Per concludere, dunque, il ruolo di Rai come servizio pubblico non può appiattirsi attorno all’ideologia che nega la logica quantitativa degli ascolti. Ma non può neanche rifugiarsi nell’aleatorio concetto di qualità per come è misurato sino ad ora. Si è passati dalle ricerche di studiosi esperti riuniti nei volumi delle collane editoriali VPT/VQPT a indici quantitativi della qualità (prima dell’IQS poi del Qualitel, tuttora in essere): strumenti da non sminuire, ma che obiettivamente non bastano ad inquadrare il concetto di qualità e sono spesso stati utilizzati, nei fatti, più come alibi e adempimento necessario che non come leve di monitoraggio diagnostico e springboard di innovazione.
- I volumi hanno il rischio di trattare tematiche del tutto slegate tra loro, senza una logica di monitoraggio: solitamente di grande spessore intellettuale, sono più utili alla didattica e al “sapere” che non alla propulsione del “fare” o del “fatto” (e lo dico con tutta la consapevolezza che senza un “sapere” manca un “saper fare” e dunque un “fare”). Senza standardizzazione della metodologia di raccolta e studio del dato, senza intervalli di tempi regolari in cui raccogliere il dato, si perde la comparabilità del risultato necessaria alla diagnostica qualitativa.
- Gli indicatori quantitativi della qualità diventano delle blackbox con pretesa di esaustività su tutta la programmazione che non dicono davvero nulla su cosa funziona e cosa no e per quali ragioni un programma è percepito come qualitativamente superiore. Dati peraltro mai davvero pubblicizzati (sono pubblicati, ma mai dibattuti, mai pubblicamente commentati…) che rischiano di essere niente più di una costosa tassa da pagare da parte dell’azienda rispetto alla concessione governativa.
In questo senso, gli spunti da cui ripartire nella definizione del ruolo di una Rai del futuro, che si inquadra come servizio pubblico di qualità, possono essere così riassunti:
- Parlare a tutti: non solo “un programma per tutti”, ma anche “tanti programmi per ciascuno”, offrendo una “variegata” dieta di generi, contenuti, volti
- Continuando a cercare l’eccellenza e il primato degli ascolti (perché come era solito dire Sandro Curzi “non c’è servizio pubblico se non c’è pubblico”)

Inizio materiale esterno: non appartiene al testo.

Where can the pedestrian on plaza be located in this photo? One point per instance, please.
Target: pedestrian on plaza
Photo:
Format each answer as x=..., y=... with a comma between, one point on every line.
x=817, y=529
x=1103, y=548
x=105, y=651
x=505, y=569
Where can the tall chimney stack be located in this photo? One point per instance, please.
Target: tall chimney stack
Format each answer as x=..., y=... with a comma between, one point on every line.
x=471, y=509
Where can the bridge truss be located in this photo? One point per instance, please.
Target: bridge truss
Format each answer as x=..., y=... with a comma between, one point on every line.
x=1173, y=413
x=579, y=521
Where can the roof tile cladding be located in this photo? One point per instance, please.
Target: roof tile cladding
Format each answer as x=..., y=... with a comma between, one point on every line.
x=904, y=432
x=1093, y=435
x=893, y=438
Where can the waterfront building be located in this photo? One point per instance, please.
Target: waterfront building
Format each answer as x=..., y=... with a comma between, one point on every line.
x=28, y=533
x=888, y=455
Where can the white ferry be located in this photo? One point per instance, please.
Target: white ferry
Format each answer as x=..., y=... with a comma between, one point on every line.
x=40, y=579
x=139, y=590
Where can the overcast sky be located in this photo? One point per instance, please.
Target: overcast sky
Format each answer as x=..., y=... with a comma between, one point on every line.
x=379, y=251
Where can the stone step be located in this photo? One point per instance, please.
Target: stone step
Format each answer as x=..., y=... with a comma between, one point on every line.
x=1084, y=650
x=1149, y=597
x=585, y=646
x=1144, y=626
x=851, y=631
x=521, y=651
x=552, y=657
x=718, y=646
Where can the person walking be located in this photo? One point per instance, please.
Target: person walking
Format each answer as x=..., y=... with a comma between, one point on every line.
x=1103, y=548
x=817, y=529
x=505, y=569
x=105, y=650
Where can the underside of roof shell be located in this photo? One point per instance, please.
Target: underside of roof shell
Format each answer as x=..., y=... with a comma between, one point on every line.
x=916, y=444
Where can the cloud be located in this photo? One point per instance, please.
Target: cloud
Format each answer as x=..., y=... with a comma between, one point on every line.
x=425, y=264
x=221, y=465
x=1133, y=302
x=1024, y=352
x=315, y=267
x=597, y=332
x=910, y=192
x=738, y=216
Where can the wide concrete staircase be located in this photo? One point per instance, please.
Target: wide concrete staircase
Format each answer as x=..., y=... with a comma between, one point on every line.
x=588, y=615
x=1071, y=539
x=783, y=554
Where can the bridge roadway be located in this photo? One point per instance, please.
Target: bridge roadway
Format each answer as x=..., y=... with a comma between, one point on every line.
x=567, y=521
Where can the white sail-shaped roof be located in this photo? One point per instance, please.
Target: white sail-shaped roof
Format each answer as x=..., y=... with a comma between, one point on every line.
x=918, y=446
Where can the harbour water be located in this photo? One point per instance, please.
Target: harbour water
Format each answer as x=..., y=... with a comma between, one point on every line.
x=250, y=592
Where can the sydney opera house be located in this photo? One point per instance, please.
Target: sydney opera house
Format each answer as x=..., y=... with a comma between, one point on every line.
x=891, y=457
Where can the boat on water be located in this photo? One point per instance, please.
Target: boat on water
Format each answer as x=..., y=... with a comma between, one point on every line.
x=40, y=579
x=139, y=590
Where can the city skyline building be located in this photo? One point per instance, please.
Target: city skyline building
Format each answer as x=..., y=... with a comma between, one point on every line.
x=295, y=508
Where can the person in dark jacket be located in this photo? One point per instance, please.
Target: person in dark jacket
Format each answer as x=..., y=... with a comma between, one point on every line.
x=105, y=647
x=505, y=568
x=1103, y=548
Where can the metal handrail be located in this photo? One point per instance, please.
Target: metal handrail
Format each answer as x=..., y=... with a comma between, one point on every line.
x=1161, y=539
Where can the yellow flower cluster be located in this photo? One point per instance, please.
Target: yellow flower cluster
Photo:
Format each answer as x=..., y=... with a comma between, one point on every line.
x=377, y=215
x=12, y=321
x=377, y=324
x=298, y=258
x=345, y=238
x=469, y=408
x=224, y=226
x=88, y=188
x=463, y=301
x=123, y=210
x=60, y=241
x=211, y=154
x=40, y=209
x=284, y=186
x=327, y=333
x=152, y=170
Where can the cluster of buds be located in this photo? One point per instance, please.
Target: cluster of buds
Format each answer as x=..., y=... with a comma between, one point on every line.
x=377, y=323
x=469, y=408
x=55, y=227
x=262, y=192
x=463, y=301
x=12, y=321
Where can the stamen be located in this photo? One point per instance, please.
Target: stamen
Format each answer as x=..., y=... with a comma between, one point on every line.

- Monitorando la qualità nel tempo, con strumenti capaci di essere autenticamente qualitativi anche nella raccolta del dato, ma riproducibili nel tempo
- Mettendo a esponente la capacità di innovazione, contaminando generi e linguaggi e investendo anche in quei territori di contenuti che non assicurano ritorno (di ascolti e dunque economico) nel breve periodo.